Dive Brief:
- Walmart plans to close its technology and business innovation unit, Store No. 8, The Wall Street Journal reported on Friday, citing an internal memo. Some of the unit’s innovations include Walmart’s in-home delivery service and text and voice shopping.
- Since its founding seven years ago, about 300 people have moved on from Store No. 8 to other internal jobs. The responsibility of developing future innovations will be shared by everyone, Chief Financial Officer John David Rainey said, according to the memo.
- As a result of Store No. 8’s closure, Scott Eckert, a senior vice president who had led the business unit since June 2019, according to his LinkedIn, will leave the company, the WSJ also reported.
Dive Insight:
Walmart announced the launch of Store No. 8 in 2017. The unit was created to help the company compete with Amazon.

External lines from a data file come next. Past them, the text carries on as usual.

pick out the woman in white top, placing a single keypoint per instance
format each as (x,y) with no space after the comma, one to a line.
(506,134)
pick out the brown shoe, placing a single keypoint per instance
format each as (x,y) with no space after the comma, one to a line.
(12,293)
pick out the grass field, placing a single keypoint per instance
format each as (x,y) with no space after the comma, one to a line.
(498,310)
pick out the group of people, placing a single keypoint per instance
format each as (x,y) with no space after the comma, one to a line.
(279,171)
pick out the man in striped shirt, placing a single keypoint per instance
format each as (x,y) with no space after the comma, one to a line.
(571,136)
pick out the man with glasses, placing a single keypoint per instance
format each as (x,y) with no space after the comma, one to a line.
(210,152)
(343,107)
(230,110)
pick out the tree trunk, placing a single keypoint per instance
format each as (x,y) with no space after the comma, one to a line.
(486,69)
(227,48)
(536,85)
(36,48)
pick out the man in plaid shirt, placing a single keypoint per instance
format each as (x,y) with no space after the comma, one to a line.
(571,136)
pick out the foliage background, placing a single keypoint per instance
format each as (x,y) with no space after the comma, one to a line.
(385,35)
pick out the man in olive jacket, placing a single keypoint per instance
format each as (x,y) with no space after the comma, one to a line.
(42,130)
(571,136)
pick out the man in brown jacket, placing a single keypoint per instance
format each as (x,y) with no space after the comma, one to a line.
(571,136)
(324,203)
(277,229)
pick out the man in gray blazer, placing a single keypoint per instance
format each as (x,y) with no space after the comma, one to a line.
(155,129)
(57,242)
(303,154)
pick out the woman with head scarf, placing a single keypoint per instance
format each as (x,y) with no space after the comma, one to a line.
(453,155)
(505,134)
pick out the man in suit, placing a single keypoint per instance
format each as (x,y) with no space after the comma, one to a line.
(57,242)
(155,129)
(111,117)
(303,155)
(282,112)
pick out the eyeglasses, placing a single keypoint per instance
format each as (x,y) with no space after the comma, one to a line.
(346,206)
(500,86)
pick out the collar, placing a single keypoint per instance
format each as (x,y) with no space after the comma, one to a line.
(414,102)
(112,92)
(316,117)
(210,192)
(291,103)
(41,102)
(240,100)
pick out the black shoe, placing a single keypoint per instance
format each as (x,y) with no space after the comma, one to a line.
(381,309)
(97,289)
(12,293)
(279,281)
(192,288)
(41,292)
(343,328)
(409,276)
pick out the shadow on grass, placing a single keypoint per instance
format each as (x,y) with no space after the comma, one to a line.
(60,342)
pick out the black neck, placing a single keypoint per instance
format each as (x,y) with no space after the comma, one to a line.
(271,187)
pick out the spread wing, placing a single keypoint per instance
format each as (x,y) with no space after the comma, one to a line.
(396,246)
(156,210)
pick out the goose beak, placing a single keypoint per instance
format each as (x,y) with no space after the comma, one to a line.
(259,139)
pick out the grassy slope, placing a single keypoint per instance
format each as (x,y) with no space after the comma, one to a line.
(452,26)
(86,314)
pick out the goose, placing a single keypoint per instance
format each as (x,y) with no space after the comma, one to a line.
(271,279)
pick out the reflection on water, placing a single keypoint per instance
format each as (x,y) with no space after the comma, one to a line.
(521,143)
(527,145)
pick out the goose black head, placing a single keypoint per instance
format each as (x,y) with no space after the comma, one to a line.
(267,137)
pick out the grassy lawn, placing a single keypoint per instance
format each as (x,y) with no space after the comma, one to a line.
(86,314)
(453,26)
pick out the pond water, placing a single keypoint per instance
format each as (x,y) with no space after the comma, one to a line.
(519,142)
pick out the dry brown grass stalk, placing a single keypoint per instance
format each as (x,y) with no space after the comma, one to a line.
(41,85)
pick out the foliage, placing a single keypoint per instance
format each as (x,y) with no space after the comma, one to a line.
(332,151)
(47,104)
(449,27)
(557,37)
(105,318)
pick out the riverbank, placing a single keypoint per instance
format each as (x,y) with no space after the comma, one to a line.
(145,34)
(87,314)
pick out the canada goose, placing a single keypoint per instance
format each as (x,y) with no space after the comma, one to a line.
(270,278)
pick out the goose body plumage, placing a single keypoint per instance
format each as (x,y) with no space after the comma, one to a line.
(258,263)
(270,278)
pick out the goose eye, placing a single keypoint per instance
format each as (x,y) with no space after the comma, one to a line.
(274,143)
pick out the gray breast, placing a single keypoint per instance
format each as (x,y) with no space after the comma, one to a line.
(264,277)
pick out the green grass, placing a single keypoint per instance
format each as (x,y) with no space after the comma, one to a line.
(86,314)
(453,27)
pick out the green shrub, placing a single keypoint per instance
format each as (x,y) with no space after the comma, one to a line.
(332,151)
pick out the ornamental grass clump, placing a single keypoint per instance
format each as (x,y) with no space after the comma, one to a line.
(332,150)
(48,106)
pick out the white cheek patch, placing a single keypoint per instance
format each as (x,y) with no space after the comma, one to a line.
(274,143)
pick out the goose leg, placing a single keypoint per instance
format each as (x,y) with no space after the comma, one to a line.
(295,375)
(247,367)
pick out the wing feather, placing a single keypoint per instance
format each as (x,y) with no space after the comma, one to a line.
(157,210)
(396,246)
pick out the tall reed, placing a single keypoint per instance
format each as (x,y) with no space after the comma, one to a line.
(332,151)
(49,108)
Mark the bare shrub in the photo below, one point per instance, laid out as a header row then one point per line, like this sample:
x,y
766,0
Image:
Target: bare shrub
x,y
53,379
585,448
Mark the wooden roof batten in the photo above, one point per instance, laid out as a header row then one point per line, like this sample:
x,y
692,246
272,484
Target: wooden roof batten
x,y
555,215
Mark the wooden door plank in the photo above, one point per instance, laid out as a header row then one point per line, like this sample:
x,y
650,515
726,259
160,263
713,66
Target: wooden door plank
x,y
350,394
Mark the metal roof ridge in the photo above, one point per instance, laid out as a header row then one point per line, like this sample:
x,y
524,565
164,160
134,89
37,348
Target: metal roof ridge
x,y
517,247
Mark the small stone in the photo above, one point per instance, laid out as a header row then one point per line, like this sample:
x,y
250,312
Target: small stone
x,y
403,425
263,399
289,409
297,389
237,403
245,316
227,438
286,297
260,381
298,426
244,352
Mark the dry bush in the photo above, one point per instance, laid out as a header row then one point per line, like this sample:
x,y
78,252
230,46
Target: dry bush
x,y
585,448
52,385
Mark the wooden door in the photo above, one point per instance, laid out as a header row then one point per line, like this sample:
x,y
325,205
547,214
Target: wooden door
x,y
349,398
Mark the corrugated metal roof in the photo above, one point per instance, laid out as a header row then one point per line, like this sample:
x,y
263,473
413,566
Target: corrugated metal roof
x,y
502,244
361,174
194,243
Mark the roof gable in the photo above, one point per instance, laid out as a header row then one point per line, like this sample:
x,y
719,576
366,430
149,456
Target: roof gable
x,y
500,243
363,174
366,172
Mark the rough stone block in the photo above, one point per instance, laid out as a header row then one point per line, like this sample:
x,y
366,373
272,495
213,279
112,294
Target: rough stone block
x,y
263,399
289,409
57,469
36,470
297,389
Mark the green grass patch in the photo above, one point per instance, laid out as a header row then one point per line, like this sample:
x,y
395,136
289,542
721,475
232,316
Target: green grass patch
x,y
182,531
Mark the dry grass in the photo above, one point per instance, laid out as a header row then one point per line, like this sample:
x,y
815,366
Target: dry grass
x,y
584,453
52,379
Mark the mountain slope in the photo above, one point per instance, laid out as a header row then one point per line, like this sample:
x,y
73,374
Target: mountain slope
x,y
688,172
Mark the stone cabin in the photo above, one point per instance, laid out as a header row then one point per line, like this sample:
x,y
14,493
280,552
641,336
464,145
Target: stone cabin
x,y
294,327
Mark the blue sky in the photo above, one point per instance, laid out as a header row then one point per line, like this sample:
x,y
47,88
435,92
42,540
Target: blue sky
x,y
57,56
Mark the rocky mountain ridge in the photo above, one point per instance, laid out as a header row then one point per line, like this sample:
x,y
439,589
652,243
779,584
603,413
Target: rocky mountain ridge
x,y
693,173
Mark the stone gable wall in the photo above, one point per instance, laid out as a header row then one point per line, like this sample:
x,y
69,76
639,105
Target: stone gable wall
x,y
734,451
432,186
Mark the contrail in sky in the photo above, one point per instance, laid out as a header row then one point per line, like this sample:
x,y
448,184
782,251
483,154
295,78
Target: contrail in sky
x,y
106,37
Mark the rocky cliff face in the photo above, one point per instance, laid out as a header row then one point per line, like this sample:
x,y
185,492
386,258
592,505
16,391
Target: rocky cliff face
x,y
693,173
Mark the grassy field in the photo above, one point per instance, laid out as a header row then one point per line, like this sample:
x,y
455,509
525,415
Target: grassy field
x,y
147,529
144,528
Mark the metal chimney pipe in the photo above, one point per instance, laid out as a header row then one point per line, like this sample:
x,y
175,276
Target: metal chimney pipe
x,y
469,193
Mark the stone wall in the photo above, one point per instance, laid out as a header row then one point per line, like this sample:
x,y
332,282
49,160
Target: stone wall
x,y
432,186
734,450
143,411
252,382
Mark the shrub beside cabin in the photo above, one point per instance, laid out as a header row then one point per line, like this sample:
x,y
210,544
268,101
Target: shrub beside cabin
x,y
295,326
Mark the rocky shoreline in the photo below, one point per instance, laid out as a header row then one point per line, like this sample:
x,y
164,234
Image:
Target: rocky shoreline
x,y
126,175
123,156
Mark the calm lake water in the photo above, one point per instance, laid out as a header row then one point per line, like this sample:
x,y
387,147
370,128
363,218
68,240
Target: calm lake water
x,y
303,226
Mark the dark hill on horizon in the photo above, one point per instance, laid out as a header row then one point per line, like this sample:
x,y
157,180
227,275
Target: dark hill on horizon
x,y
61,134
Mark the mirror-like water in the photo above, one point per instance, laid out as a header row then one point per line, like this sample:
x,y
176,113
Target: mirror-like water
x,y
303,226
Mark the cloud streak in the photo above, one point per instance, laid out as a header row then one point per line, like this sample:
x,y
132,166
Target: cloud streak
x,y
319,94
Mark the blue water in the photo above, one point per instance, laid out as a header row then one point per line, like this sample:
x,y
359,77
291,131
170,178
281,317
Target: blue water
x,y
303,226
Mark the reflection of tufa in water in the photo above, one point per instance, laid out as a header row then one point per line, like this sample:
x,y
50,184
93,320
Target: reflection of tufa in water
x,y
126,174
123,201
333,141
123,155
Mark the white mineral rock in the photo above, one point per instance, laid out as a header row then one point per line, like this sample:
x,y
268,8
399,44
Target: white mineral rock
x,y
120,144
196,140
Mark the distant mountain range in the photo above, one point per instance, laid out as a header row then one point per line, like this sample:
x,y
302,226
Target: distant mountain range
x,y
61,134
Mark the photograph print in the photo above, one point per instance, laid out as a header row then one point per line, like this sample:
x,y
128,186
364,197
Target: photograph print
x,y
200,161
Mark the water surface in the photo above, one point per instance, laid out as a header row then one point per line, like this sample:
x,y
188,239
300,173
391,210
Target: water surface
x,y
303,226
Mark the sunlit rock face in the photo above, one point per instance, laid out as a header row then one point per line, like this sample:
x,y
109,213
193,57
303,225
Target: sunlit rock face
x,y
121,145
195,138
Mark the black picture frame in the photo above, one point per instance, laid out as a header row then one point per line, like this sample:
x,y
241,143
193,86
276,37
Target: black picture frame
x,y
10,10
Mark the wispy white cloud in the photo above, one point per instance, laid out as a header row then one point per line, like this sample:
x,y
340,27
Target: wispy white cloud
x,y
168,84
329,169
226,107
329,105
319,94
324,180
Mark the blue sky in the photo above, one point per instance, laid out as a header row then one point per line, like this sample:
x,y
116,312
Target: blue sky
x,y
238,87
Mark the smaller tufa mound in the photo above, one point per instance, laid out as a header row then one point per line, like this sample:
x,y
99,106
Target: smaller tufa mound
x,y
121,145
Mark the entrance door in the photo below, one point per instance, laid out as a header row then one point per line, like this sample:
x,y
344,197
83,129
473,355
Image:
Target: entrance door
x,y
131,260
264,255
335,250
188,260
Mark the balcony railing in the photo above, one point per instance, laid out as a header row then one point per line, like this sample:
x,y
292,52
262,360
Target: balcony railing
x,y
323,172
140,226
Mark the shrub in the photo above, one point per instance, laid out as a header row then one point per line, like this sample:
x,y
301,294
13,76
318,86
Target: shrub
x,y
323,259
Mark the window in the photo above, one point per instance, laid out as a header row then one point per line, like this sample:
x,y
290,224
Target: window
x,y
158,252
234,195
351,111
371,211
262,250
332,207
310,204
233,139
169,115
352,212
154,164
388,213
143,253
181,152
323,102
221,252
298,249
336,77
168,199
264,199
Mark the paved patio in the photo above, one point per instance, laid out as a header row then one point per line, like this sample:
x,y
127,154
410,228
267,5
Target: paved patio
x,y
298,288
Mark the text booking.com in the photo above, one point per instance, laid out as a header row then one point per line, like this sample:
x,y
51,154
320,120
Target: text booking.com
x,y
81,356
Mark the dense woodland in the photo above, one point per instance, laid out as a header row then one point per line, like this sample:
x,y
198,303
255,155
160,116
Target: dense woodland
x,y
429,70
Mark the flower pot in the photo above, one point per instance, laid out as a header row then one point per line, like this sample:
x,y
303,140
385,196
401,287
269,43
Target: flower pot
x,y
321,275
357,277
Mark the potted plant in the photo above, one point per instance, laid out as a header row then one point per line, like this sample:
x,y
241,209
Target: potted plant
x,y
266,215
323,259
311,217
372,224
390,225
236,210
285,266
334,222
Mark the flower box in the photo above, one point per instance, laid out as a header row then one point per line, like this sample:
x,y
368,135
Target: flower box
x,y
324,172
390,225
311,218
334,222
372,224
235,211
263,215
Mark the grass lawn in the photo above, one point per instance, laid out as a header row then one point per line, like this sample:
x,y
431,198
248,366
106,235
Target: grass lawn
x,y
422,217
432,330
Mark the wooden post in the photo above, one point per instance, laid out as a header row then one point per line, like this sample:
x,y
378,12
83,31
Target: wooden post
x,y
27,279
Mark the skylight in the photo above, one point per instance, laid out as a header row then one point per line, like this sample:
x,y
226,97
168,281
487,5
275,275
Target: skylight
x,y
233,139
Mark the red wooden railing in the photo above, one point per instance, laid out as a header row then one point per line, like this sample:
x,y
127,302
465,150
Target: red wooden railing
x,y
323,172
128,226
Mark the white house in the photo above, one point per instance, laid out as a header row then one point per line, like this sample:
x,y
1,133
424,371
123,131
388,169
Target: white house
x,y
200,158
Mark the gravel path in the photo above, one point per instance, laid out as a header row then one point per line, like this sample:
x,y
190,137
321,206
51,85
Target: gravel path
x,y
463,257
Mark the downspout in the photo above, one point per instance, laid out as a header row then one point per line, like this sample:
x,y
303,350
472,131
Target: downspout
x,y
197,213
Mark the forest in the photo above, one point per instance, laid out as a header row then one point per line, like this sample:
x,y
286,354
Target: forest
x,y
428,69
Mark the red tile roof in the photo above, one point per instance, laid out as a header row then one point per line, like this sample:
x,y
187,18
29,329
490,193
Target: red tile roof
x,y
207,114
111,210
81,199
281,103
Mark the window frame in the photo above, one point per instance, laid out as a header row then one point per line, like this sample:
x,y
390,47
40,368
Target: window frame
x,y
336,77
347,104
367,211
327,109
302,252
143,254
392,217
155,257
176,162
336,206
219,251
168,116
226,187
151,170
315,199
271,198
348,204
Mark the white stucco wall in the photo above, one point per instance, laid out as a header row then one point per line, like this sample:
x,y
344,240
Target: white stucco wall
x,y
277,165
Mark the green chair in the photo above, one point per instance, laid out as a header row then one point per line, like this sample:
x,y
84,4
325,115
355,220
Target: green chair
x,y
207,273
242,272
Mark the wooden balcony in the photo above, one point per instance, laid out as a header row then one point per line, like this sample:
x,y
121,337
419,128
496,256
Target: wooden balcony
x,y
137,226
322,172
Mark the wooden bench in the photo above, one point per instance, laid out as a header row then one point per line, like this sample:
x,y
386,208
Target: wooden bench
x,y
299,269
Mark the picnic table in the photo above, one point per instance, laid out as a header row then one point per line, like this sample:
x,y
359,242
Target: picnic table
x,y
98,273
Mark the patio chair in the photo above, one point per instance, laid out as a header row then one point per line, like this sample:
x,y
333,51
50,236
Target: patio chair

The unit focused on health and wellness; sustainability and the circular economy; social commerce and the creator economy; the metaverse; customer experience and loyalty; and decentralized commerce.
“Store No8 was an important early step forward into tech-powered customer solutions which led to innovations that have transformed how customers shop at Walmart,” a company spokesperson said in an emailed statement to sister site Retail Dive. “When we stood up Store No8, it was the right decision at that time. Since that time, we’ve stood up Global Technology, Product and Design organizations that work alongside the business to innovate with speed – and the responsibility to shape the future of retail is now shared across the company.”
Store No. 8 provided time and space to incubate startups that would enable the company to stay ahead of customer and market trends. The projects operated as self-contained startups with access to Walmart’s enterprise scale, the company said on its website.
Walmart has worked in recent years to identify and embrace new revenue streams and by leading the charge to adopt strategies leveraged by rivals like Amazon and Target, analysts told Retail Dive in September.
The decision to close Store No. 8 comes ahead of Walmart’s fourth quarter and year-end earnings call. Throughout last year, Walmart fared better than many other retailers, posting Q3 global revenue up 5.2% to $160.8 billion from the previous year. But Rainey said in November that customers continued to show “ongoing discretion” in spending.
In addition to Eckert, Walmart also said Denise Malloy will leave the company, the WSJ reported. Malloy joined the retailer in April as a senior vice president and chief belonging officer, an evolution of the company’s chief diversity officer position, Malloy said in a blog announcing her appointment.